Lleva sonrisas a la mesa

Aunque Agustín Champala Villalobos se encuentra sin trabajo desde hace cinco meses, pues sus servicios como comediante y payaso no están siendo solicitados, decidió regalar a los que menos tienen, 30 kilos de mojarra frita.

Debido a la pandemia y que los eventos con gran afluencia de personas están prohibidos, montó una verdulería y un local de venta de mojarra para sostener a su familia en lo que vuelve a obtener algún contrato en fiestas y reuniones.
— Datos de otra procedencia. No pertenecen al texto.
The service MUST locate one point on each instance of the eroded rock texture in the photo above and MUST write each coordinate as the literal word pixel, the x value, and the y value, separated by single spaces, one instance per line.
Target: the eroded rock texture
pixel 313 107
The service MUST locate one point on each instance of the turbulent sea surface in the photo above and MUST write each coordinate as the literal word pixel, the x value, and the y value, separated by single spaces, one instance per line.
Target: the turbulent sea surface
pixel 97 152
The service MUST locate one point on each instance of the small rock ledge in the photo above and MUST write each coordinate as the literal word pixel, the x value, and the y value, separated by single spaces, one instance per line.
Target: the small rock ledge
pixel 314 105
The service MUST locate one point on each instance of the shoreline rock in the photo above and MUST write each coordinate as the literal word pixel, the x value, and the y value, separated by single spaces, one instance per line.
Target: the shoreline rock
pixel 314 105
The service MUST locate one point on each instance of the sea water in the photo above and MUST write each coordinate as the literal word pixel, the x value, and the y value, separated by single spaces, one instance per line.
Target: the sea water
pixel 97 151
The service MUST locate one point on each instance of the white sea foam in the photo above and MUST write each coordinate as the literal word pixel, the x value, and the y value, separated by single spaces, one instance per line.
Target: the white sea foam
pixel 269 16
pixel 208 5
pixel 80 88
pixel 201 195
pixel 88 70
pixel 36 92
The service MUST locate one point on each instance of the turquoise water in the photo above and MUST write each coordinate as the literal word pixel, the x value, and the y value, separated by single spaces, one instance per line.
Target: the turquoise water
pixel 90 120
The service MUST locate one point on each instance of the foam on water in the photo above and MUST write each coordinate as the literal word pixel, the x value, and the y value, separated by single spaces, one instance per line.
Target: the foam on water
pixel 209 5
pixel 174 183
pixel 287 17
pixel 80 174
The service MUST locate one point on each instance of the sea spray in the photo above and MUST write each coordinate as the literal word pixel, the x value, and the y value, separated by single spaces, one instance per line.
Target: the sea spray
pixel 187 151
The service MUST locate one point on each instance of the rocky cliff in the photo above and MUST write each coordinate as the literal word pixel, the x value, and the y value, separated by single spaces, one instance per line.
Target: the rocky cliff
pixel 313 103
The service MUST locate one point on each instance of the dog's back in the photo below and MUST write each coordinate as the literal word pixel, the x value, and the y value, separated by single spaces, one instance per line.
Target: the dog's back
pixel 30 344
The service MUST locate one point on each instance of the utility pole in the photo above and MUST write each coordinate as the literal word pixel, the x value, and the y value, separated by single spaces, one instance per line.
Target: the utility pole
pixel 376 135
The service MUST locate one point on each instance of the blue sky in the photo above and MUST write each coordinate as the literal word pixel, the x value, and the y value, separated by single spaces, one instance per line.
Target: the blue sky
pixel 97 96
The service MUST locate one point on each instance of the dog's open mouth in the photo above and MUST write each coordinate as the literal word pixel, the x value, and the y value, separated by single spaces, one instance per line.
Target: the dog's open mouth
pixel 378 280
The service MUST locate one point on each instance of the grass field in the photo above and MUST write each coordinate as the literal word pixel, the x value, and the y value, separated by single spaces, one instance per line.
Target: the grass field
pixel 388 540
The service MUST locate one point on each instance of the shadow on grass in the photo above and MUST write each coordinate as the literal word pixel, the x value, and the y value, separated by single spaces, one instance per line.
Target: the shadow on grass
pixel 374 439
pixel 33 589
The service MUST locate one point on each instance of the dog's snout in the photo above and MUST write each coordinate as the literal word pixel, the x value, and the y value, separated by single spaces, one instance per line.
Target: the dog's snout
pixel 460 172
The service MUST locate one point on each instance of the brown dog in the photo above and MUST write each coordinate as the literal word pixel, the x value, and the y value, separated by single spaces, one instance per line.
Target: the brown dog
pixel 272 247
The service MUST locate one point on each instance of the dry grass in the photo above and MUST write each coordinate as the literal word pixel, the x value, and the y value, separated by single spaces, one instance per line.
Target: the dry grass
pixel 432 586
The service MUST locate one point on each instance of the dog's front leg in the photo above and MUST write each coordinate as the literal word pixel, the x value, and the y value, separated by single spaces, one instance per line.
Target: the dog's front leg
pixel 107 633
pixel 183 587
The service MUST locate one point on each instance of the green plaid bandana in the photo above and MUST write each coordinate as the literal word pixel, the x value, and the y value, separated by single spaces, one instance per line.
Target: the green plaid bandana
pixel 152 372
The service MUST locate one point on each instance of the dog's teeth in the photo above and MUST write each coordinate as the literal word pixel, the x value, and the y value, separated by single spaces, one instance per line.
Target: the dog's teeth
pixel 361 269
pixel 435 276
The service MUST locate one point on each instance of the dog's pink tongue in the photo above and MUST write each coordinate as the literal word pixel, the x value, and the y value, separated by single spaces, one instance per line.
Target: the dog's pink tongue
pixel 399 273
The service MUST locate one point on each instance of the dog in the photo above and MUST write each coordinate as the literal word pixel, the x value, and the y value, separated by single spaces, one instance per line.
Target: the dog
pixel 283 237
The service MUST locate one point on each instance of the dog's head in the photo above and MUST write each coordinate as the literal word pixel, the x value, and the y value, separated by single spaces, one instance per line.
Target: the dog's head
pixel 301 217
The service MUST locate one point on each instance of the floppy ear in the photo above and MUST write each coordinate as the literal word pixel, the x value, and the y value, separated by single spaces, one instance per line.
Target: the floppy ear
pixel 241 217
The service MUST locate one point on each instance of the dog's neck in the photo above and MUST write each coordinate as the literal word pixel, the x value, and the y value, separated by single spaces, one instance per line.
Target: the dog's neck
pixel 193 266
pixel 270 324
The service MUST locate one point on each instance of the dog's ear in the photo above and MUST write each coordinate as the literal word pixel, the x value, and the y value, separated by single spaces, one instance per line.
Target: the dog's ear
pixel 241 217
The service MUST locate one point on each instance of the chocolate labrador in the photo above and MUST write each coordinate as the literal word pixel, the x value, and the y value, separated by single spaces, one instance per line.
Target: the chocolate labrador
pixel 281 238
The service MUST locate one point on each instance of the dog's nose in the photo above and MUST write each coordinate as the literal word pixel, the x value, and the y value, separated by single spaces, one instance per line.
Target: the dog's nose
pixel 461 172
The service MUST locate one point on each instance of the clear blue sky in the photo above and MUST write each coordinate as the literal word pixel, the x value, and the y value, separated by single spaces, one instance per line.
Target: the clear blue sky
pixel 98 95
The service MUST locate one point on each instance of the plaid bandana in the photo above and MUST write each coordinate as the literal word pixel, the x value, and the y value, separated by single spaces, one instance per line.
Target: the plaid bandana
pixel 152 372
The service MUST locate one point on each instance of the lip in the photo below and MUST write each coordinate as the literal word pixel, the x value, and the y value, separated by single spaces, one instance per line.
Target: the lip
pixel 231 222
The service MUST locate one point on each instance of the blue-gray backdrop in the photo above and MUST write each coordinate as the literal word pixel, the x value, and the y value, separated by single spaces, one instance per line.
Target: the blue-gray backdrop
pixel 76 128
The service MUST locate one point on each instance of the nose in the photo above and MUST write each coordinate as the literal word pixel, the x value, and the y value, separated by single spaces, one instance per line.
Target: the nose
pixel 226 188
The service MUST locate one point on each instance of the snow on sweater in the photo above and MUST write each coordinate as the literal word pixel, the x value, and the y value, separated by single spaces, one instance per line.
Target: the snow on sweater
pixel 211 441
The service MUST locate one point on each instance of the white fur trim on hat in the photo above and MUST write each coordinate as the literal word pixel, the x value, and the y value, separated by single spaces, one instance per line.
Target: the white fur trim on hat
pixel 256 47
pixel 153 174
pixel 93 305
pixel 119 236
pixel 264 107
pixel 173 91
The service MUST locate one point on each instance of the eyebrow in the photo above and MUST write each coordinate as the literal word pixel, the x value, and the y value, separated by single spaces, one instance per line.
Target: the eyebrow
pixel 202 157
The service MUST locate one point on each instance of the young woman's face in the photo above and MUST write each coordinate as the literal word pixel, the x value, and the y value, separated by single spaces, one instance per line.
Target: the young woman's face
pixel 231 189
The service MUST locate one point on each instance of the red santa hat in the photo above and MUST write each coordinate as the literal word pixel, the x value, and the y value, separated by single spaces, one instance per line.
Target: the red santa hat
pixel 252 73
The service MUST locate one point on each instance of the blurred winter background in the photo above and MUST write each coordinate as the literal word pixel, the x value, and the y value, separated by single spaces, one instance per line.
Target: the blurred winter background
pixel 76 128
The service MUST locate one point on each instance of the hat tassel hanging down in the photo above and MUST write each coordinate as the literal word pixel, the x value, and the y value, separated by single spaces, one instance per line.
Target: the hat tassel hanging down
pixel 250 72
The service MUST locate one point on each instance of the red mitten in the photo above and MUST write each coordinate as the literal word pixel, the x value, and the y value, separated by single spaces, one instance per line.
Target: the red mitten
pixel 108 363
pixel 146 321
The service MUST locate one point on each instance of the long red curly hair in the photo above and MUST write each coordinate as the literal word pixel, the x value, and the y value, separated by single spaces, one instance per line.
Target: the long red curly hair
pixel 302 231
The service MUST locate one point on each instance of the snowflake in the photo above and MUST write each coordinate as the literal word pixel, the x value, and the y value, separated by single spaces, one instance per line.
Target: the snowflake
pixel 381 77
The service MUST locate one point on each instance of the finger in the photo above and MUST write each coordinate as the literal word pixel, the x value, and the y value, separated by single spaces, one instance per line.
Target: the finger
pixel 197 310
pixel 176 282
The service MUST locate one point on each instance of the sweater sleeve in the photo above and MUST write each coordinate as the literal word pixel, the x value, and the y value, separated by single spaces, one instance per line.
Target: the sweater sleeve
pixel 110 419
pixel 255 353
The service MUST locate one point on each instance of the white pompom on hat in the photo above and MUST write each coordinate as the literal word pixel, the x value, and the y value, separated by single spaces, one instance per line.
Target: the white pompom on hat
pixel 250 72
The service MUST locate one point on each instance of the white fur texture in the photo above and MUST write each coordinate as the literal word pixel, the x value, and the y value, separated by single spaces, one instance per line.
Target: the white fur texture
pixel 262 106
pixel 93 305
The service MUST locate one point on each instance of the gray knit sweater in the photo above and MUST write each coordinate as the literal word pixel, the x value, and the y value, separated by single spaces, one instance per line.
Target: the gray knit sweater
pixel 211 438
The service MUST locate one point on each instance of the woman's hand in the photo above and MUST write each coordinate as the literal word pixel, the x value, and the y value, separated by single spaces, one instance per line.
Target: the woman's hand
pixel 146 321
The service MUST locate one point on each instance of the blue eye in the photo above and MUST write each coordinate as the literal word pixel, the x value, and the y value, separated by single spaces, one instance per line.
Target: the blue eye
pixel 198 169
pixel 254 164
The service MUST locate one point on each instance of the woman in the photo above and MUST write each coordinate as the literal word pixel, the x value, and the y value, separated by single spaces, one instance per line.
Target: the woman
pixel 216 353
Es por ello, que ante la situación severa que se vive en la ciudad, regaló comida a quienes están sufriendo por obtener ingresos o llevar comida a casa, todo con la aportación monetaria que le envió su hermana desde Estados Unidos.

-¿Cómo nace esto?-
“Estamos ofreciendo 30 kilos de mojarra para la gente que no tenga recursos, trabajo y así pueda venir a comer gratis. Estamos dando apoyo a las familias, inició porque mi hermana de Estados Unidos generó un dinero y yo puse otra parte y se llegó a la conclusión de regalar esta bendición a la gente.
Yo creo que la mayoría estamos pasando por esto y la intención es ayudar a la gente para que pues por lo menos hoy coma”.

-¿Usted siempre se ha dedicado a esto?-
“No, mi trabajo es ser comediante y payaso, pero tuve que buscarle por otro lado y por eso generamos con la venta de verduras y mojarras fritas. Trabajar limpio. Gracias a Dios ahí va, poquito, pero ahí va, tratamos de trabajar limpiamente”.

-¿Ya han venido a buscar mojarras?-
“Sí, como 7 personas ya vinieron desde que anunciamos, vino un señor que es papá soltero y trajo tres niños, unas señoras grandes, otro muchacho muy humilde, luego luego se ve cuando alguien de verdad lo necesita y aquí los atendemos como reyes”.

-¿Qué lleva la mojarra?-
“Pues cebolla frita, ensalada, salsa, tortilla y pues la mojarra, todo completo. Igual si quieren agüita ahí se la damos”.

-¿Será por única ocasión?-
“Pues yo creo que se puede volver a repetir, las bendiciones siempre llegan, entonces yo creo que puede ocurrir”.
Champala Villalobos realizó esta donación en compañía de su esposa e hijas y comentó que mientras conectaba el cilindro de gas, una manguera explotó y le quemó parte del pecho, los brazos, la cara e incluso le quemó el cabello, aún así no dejó de realizar la actividad para ayudar a los que menos tienen.